March 31st, 2009 at 3:45 pm
I still think that, to Don, the two "other women" in Season 1 were fundamentally different. Midge was Girl With No Rules. Betty is, in most cases, all about the rules. But Rachel set up a whole new game for Don: one he truly wanted to play. If he wanted in, he had to play by her rules:
Don't pretend being married doesn't matter. Don't forget your responsibilities, to others and to me. Don't put this on my bill.
And Don is not Joan's jerk of a fiancee. He is very much interested in the hunt, but no definitely means no. For Don, the rules of engaging with any woman and the game of pursuing her are probably the same. At the very least, he wants to know the rules so that he can find places to bend them — when necessary.
I do think that Don saw Midge and Rachel — and Betty — as individuals. For him, this was a hindrance as much as it was a help. If he could have placed his lovers on the same level, he never would have given that bonus check to Midge. He would have lost Rachel much sooner, and saved himself a certain degree of heartbreak.
And perhaps a man like that could have left Betty, without needing to place her in the care of a shrink. But Don feels things he does not want to feel. This is one aspect that makes him fascinating to watch.
March 31st, 2009 at 5:32 pm
Anne, I agree, except Midge had rules. She doesn't make plans and she doesn't make breakfast. We don't talk about Don's wife; it makes her feel cruel.
April 4th, 2009 at 8:29 pm
"Betty *is* already branded exactly like that. She gets more hate from fans than every other mad men character combined."
I don't know if that's true. I think Betty gets a lot of sympathy. A LOT. It's a great characterization, and January's doing a phenomenal job portraying her, but let's be real. Is the character more hated than Pete, or Duck, or Bobbie Barrett, or Jane, or Joy…or even Midge? You'll have to show me proof of that.
I challenge you to try visualizing some of Betty's more controversial scenes with any of the other women on the show. What would you think if you saw Donielle Artese shove Sally into a closet? What would your reaction be to Elisabeth Moss standing around with one of her friends, yapping about how fat her daughter was, or calling her son a little liar? What if Melinda McGraw was the one hitting on the tow truck driver or trying to break into Don's desk. I bet your reaction to any of those scenes would be completely different. I mean, they were noteworthy with January, but imagine how shocked you'd be if any of the other women on the show pulled that? I think the only reason they could show Betty doing that stuff is that we'll allow it from her. We wouldn't allow it from any other woman on the show. At least, I don't think so.
But on to other things…
Don was already having an emotional affair with Rachel and was just waiting for an excuse to start a physical one with her.

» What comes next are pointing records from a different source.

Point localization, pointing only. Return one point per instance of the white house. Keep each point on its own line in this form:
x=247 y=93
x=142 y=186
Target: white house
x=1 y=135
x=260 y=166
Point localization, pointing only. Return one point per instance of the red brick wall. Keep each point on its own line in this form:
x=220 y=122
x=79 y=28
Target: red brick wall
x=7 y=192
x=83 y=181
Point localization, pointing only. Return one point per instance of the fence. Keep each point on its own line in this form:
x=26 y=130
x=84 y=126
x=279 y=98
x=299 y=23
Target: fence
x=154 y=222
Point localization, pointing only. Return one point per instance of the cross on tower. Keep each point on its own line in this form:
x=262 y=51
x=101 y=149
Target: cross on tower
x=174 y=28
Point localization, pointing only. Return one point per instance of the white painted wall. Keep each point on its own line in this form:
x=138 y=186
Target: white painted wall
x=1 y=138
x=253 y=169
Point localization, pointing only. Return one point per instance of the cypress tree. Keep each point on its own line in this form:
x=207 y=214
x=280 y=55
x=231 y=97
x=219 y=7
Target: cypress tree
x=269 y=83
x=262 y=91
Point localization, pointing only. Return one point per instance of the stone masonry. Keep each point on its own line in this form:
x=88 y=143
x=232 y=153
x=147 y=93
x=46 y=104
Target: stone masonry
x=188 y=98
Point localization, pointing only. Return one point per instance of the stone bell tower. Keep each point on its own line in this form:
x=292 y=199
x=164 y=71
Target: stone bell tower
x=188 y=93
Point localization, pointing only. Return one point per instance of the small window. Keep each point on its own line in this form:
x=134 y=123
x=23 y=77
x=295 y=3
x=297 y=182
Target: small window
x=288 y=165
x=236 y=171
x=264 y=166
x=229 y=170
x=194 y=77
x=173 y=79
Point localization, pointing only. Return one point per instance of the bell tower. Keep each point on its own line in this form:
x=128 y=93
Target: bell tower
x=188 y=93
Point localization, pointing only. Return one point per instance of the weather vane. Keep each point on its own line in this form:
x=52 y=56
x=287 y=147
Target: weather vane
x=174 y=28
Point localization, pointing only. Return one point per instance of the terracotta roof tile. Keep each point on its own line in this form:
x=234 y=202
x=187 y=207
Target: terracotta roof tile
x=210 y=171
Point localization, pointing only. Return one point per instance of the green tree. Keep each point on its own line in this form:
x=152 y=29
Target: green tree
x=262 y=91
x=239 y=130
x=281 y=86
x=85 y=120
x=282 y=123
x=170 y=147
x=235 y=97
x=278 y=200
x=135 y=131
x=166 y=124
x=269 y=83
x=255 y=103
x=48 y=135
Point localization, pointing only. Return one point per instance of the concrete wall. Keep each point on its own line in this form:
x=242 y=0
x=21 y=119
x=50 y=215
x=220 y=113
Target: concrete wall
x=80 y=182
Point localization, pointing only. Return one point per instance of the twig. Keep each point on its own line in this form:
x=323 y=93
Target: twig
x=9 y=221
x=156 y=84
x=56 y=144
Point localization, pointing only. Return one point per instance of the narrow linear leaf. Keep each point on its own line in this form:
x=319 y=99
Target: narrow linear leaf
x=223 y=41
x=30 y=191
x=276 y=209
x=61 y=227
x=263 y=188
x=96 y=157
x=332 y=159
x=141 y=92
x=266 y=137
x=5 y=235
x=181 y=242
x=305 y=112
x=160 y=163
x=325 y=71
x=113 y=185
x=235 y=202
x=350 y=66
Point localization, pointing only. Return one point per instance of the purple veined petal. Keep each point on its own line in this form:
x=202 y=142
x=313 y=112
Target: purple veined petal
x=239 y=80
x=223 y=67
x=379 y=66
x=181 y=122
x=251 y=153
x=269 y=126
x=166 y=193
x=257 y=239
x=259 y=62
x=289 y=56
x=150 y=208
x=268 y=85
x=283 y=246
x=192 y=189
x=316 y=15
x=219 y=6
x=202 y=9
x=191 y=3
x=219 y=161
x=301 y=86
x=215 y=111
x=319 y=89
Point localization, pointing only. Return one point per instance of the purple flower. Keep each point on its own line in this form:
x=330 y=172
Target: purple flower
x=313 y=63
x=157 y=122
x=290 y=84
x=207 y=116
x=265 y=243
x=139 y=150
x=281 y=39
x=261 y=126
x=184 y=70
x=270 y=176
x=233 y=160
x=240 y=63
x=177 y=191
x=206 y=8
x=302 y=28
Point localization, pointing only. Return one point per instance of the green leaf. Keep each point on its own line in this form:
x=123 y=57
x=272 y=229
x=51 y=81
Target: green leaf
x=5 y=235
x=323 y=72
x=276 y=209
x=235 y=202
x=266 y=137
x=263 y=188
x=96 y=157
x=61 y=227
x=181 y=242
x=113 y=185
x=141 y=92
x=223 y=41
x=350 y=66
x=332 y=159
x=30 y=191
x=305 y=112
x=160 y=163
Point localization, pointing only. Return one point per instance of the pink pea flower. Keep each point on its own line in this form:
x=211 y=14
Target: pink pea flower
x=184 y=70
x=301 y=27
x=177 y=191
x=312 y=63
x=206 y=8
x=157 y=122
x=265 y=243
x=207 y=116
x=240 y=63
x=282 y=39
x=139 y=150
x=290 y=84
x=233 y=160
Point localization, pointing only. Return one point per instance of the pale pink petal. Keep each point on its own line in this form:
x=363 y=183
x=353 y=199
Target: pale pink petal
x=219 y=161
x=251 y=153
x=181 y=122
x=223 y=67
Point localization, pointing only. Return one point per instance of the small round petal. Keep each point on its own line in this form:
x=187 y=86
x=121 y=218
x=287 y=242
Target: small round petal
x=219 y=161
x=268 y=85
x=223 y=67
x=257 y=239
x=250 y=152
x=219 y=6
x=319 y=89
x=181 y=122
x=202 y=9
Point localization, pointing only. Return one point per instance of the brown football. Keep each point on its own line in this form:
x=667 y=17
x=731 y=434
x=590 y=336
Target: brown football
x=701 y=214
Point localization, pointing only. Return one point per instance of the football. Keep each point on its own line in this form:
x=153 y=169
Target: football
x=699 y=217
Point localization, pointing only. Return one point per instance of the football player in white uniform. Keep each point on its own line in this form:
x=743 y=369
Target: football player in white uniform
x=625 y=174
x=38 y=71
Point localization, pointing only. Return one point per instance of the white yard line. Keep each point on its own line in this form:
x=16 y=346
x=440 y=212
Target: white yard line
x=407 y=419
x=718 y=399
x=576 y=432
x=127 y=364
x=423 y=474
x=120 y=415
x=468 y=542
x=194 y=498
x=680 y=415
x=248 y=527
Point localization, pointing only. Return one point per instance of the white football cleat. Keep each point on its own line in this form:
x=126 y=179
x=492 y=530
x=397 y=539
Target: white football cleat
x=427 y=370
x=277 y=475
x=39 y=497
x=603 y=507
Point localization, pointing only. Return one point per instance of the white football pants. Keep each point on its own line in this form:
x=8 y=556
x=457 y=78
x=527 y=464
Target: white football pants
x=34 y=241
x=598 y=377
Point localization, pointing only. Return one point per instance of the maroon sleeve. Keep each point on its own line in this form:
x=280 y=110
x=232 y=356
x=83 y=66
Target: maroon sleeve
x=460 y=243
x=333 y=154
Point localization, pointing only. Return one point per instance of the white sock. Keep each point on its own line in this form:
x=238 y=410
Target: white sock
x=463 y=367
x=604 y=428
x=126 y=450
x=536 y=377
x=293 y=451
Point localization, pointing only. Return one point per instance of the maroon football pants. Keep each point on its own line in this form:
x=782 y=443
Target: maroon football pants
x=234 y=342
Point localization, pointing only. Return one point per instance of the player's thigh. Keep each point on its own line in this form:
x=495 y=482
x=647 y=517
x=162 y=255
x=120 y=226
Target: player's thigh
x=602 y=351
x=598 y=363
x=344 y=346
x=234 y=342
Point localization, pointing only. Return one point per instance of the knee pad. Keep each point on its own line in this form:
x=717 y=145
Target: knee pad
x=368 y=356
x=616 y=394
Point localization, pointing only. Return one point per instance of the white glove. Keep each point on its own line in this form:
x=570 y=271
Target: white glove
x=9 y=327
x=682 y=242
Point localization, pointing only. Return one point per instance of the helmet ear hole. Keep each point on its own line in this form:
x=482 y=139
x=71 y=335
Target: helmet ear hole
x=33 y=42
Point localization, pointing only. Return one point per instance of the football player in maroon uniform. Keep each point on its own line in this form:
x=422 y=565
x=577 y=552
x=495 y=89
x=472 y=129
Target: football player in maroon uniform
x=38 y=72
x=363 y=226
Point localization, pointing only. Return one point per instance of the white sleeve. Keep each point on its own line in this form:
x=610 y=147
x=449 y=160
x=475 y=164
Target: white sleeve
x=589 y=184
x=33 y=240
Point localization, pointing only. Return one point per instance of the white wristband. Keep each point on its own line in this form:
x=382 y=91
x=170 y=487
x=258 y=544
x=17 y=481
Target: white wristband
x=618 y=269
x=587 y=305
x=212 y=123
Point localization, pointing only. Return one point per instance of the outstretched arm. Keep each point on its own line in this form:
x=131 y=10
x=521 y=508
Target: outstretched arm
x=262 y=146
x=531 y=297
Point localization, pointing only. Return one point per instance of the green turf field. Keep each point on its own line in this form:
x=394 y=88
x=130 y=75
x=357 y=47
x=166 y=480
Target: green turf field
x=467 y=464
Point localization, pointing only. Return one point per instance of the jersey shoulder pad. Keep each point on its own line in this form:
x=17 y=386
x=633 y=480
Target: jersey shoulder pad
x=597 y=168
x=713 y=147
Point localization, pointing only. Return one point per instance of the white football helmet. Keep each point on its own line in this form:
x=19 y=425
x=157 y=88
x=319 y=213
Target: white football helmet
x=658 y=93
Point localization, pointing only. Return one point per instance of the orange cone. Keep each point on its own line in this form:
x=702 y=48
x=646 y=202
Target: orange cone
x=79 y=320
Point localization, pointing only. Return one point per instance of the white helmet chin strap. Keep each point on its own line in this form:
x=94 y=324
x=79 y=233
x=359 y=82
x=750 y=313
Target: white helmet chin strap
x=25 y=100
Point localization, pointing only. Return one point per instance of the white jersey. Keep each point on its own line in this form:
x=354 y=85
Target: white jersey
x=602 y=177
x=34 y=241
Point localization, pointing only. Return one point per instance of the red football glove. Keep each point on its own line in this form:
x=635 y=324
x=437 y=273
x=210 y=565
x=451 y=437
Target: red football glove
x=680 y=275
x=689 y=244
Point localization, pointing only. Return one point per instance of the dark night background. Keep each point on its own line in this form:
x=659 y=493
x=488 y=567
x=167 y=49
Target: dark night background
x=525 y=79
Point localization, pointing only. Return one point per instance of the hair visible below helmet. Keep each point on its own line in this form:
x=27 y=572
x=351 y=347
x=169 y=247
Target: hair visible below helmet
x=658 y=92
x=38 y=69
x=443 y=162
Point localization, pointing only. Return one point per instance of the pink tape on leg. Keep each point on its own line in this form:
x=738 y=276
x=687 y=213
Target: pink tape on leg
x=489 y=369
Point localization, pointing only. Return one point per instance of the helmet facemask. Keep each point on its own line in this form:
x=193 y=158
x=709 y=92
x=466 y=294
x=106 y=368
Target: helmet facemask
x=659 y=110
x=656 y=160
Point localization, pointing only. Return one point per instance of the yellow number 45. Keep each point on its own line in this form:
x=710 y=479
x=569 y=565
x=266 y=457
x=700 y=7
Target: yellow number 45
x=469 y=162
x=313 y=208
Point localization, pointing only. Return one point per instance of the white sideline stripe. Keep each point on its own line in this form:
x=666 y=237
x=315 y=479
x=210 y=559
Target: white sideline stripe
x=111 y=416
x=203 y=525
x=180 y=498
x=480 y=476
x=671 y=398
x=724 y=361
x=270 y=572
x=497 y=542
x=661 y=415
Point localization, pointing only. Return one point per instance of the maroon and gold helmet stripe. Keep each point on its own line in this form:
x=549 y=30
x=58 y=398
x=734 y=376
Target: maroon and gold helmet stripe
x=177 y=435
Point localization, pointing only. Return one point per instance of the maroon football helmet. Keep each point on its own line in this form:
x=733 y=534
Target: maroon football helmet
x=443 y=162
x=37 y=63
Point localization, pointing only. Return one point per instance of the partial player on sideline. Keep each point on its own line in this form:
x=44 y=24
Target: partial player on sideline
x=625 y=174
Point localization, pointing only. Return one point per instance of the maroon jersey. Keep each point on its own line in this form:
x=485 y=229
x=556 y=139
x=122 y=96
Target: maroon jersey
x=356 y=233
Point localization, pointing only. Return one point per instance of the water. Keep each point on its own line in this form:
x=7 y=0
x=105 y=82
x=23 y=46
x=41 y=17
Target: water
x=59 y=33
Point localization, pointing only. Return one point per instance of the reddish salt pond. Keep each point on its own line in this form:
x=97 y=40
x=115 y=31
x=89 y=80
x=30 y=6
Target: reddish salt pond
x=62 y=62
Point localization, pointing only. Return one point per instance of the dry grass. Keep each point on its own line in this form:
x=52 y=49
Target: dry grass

But how could Don be sure that Rachel would consent to that? Once he told her he was married, she put up a pretty big barrier between them. How could he know for sure that she would eventually relent?
Upon re-watching some of the earlier episodes of season 1, I can see the cracks in his and Midge's relationship that I hadn't seen before. But was Don nitpicking on purpose? Just looking for an out because he'd met someone new? He doesn't seem like the type to give up a sure thing (old business) for a "possible wink" from someone else (new business).
Don's thing with Rachel seemed different, but I can't say for sure — not now any way. After season 1, and even in the beginning of season 2, I could say that with some certainty. But now? I don't know. We've seen him with four women, other than Betty. Two were completely salacious, while the other two seemed to have more substance. But who knows? Maybe they're just giving us stuff to give us stuff. There may be no rhyme or reason to any of it after all is said and done.